This retrospective study compared the clinical features and prognosis of GFPLA and non-GFPLA.

Patients and Methods:

Data for 392 patients with PLA treated from January 1, 2007 to December 31, 2016 were reviewed. Gas-forming pyogenic liver abscess was defined as gas in the abscess. Liver abscesses were considered non-GFPLA (n = 326) or GFPLA (n = 66). The clinical features and outcomes of patients with GFPLA were compared with that of patients without GFPLA.

Results:

The groups were similar in gender ratio, age, smoking, drinking, and comorbidities. Klebsiella pneumoniae was the most common pathogenic bacteria, but the negative rate of bacterial culture of the non-GFPLA group was higher than that of the GFPLA. In etiologies, the GFPLA group had more biliary source infection and less cryptogenic infection. In addition, the GFPLA group had a higher rate of previous hepatobiliary surgery, especially biliary enteric anastomosis. Compared with the non-GFPLA group, the percentage of the GFPLA group with antibiotic agents combined with percutaneous drainage was higher, whereas the percentages given antibiotic agents alone and antibiotic agents combined with surgical drainage were lower. Patients with GFPLA had higher rates of sepsis and pleural effusion, and longer hospital stays than did non-GFPLA patients. No patient died during hospitalization.

Conclusions:

The GFPLA group had more biliary source infection and less cryptogenic infection in etiologies. Gas-forming pyogenic liver abscess is associated with past hepatobiliary surgery, especially biliary enteric anastomosis and has high rates of sepsis and long hospitalization. Thus, the patients with PLA with a history of hepatobiliary surgery should be monitored more closely in the early stage of the PLA. It needs to be recognized as a distinct clinical entity.

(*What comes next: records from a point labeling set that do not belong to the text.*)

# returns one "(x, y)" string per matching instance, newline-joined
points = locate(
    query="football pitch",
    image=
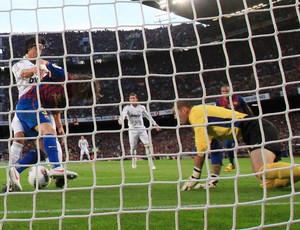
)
(112, 195)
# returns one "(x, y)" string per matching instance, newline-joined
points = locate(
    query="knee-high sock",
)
(50, 146)
(276, 183)
(280, 173)
(59, 149)
(15, 152)
(148, 153)
(230, 155)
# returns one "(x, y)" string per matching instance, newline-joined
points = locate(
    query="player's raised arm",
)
(149, 117)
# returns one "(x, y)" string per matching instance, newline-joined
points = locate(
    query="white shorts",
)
(135, 135)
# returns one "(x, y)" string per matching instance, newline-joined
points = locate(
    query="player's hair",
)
(133, 95)
(80, 90)
(31, 42)
(185, 103)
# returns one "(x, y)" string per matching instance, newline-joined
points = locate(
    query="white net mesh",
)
(251, 46)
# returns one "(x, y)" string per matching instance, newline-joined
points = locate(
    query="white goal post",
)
(164, 51)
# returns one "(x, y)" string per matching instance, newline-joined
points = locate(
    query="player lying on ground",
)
(212, 122)
(50, 96)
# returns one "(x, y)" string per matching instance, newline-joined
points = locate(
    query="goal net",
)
(164, 51)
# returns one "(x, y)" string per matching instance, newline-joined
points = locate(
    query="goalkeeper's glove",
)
(193, 180)
(190, 184)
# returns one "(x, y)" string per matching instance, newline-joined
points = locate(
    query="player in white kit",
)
(28, 72)
(84, 145)
(137, 130)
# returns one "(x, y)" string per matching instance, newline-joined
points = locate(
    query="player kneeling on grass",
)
(51, 96)
(212, 122)
(216, 158)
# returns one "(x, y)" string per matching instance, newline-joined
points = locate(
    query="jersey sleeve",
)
(57, 73)
(17, 69)
(148, 115)
(124, 113)
(197, 119)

Pyogenic liver abscess (PLA) is a common infectious disease of the liver, accounting for 80% of all liver abscesses [1]. Compared with the United States and Europe, the rate of incidence of PLA is higher in Asia, specifically approximately 17.6 per 100,000 in Taiwan and 1.1–3.6 per 100,000 in mainland China [1,2]. The difference in incidence of PLA may be because of the differences in risk factors for PLA, including the prevalence of hepatobiliary disease such as cholangitis [3]. The incidence of PLA has increased steadily in recent years, because it is associated with diabetes mellitus, an aging population, increasingly aggressive surgical management of hepatic, biliary, and pancreatic disorders, and the wide use of immunosuppressive agents in patients with transplant and cancer [4]. Gas-forming PLA, that is with gas in the abscess based on ultrasound or computed tomography (CT) imaging data (Fig. 1), may constitute as much as 30% of PLA cases [5].

FIG. 1.

Abdominal computed tomography (CT) findings of gas-forming pyogenic liver abscess (GFPLA). Arrows = GFPLA.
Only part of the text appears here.